My latest truffle of a read is Balthasar Gracian. This titbit about expectations was an especially tasty morsel of wisdom I wanted to share with you.

Some background: Balthasar Gracian lived in the 1600s as a jesuit priest and wrote 300 aphorisms (a pithy observation that contains a general truth, such as, “if it ain't broke, don't fix it.”) which came to be known as 'The Art of Worldly Wisdom', much in the line of Sun Tzu's "The Art of War". Here goes...

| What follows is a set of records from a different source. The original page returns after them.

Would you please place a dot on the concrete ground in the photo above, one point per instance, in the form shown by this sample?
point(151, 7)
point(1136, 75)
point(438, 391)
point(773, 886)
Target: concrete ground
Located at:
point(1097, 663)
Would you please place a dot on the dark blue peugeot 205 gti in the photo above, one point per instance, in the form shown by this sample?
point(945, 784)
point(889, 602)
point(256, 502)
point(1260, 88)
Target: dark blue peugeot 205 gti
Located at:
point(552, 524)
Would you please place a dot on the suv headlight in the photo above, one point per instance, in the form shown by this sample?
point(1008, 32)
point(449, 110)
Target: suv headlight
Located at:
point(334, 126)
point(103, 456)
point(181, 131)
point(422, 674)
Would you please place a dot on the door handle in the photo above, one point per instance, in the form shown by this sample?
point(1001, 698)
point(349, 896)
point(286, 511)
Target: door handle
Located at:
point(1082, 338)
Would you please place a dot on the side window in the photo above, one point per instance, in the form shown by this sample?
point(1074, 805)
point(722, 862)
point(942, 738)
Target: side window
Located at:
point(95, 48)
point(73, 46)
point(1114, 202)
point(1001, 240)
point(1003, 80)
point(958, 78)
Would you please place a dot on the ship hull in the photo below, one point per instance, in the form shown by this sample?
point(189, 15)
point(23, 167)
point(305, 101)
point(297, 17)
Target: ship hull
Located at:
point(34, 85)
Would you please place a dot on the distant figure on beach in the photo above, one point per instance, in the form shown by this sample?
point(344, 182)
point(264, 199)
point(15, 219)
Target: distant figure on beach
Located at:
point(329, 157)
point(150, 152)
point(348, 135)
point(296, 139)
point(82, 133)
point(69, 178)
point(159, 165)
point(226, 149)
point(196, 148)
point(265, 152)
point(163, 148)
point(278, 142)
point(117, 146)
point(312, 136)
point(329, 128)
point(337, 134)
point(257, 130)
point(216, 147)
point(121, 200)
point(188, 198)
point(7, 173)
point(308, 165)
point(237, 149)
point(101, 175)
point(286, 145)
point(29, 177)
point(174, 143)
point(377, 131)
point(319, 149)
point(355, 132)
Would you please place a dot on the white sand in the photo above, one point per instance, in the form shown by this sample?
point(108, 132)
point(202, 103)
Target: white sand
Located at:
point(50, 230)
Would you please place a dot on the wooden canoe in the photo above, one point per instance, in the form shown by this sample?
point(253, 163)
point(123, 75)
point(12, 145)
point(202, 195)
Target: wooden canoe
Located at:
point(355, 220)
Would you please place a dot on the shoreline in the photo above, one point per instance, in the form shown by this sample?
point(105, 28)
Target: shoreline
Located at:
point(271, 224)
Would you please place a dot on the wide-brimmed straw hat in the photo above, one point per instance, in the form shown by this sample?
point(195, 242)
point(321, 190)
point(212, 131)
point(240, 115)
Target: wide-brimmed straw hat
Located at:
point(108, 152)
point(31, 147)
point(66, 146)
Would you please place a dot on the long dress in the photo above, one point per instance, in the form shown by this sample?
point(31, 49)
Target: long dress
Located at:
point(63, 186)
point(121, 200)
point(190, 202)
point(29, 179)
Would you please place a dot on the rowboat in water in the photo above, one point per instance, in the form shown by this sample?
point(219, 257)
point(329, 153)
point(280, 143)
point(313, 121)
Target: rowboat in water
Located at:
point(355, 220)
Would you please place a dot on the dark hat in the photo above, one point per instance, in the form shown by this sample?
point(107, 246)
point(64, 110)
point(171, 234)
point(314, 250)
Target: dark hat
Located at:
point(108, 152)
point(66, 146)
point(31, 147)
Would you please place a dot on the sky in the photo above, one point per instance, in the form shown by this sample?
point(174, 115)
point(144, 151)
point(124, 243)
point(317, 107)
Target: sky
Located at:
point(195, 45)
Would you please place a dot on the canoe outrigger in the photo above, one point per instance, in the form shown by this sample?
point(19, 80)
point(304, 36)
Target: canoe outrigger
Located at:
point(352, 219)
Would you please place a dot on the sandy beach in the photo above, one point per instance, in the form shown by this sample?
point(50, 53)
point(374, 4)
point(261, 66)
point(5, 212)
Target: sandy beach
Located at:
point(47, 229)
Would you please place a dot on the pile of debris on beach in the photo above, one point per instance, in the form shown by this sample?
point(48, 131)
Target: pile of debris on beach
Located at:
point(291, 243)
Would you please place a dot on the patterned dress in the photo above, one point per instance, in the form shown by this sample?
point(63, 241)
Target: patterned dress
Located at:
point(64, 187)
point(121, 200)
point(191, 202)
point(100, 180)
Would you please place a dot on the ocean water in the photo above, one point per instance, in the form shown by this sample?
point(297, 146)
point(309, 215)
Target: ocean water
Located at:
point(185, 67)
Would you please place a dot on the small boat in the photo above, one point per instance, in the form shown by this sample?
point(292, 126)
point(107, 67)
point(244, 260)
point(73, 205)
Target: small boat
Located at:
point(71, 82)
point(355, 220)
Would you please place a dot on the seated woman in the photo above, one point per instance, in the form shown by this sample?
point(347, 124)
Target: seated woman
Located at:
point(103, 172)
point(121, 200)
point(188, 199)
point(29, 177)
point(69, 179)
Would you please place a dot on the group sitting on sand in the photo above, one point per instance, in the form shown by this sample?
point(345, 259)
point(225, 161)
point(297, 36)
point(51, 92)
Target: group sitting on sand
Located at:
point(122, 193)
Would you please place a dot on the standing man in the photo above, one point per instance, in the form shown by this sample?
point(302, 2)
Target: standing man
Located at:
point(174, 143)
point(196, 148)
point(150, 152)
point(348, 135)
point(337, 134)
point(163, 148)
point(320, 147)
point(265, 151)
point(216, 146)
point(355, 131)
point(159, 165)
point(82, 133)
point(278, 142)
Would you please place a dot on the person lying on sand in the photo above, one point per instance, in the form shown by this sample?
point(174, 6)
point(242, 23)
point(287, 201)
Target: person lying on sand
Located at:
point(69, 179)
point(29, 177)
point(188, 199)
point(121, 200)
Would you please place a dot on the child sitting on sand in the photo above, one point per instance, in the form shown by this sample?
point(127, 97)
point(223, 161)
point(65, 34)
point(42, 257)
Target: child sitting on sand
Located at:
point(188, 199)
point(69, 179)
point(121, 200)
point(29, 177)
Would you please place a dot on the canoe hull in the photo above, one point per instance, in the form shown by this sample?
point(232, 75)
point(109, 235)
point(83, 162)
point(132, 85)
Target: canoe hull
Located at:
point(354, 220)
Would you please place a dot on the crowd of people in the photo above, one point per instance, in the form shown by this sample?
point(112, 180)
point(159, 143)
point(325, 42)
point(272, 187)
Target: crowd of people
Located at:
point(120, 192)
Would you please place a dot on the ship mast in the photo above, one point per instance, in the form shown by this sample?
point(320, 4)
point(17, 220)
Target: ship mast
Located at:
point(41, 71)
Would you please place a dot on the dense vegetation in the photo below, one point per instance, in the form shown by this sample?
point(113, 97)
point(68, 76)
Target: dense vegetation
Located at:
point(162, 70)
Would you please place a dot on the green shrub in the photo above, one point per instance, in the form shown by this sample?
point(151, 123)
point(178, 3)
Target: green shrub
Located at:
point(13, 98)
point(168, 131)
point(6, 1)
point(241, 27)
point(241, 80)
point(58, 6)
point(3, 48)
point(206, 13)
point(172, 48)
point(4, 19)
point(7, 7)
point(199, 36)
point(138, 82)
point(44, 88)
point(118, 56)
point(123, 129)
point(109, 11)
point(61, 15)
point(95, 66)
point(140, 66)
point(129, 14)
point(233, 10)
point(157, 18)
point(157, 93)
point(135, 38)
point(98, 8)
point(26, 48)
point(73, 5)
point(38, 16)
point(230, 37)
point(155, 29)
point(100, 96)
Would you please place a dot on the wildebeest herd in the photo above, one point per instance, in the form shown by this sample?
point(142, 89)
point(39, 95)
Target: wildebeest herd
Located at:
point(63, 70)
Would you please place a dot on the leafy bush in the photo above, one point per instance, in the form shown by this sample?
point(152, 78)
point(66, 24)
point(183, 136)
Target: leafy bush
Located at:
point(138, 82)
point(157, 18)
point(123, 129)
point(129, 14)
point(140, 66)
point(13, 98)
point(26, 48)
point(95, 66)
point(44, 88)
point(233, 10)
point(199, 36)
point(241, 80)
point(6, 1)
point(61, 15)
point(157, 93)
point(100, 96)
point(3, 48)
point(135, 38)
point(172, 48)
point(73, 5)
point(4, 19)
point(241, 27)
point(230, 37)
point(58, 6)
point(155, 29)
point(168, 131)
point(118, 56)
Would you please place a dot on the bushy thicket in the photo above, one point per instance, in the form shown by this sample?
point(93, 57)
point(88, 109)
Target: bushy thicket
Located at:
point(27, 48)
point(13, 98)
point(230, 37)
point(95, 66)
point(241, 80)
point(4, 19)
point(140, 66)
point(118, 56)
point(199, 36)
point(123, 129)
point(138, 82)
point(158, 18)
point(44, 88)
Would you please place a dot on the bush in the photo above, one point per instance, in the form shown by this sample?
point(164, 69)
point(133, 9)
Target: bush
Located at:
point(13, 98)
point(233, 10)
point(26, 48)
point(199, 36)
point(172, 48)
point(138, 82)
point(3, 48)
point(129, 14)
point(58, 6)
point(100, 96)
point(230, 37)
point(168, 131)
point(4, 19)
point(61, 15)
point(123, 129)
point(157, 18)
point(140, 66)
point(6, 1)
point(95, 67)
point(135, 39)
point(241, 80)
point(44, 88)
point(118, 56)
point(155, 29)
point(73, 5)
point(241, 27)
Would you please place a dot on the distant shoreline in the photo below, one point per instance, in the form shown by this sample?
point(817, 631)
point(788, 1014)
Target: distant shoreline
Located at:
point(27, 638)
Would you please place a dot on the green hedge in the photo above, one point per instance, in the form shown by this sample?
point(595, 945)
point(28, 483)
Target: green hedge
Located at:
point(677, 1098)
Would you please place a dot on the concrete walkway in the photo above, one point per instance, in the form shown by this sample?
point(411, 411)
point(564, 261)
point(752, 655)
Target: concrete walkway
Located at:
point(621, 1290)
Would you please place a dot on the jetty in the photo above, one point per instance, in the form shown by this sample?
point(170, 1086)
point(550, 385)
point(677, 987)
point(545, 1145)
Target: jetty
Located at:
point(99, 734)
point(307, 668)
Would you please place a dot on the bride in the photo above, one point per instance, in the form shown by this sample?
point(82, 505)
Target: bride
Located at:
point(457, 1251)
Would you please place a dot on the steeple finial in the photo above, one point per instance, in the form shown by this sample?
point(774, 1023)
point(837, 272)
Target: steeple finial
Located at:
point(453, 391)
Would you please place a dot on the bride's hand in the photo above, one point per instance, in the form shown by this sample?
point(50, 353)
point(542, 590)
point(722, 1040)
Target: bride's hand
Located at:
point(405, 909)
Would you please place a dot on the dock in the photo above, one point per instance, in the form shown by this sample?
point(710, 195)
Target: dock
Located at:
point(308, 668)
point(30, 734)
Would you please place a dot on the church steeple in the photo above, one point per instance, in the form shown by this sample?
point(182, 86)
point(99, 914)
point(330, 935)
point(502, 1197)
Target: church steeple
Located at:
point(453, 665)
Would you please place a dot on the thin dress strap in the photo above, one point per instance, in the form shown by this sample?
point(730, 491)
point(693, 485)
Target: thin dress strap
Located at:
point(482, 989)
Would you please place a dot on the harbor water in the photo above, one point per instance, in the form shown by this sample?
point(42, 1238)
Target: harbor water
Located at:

It is the usual ill-luck of all celebrities not to fulfil afterwards the expectations beforehand formed of them. The real can never equal the imagined, for it is easy to form ideals but very difficult to realise them. Imagination weds Hope and gives birth to much more than things are in themselves. However great the excellences, they never suffice to fulfil expectations, and as men find themselves disappointed with their exorbitant expectations they are more ready to be disillusionised than to admire. Hope is a great falsifier of truth; let skill guard against this by ensuring that fruition exceeds desire. A few creditable attempts at the beginning are sufficient to arouse curiosity without pledging one to the final object. It is better that reality should surpass the design and is better than was thought. This rule does not apply to the wicked, for the same exaggeration is a great aid to them; they are defeated amid general applause, and what seemed at first extreme ruin comes to be thought quite bearable.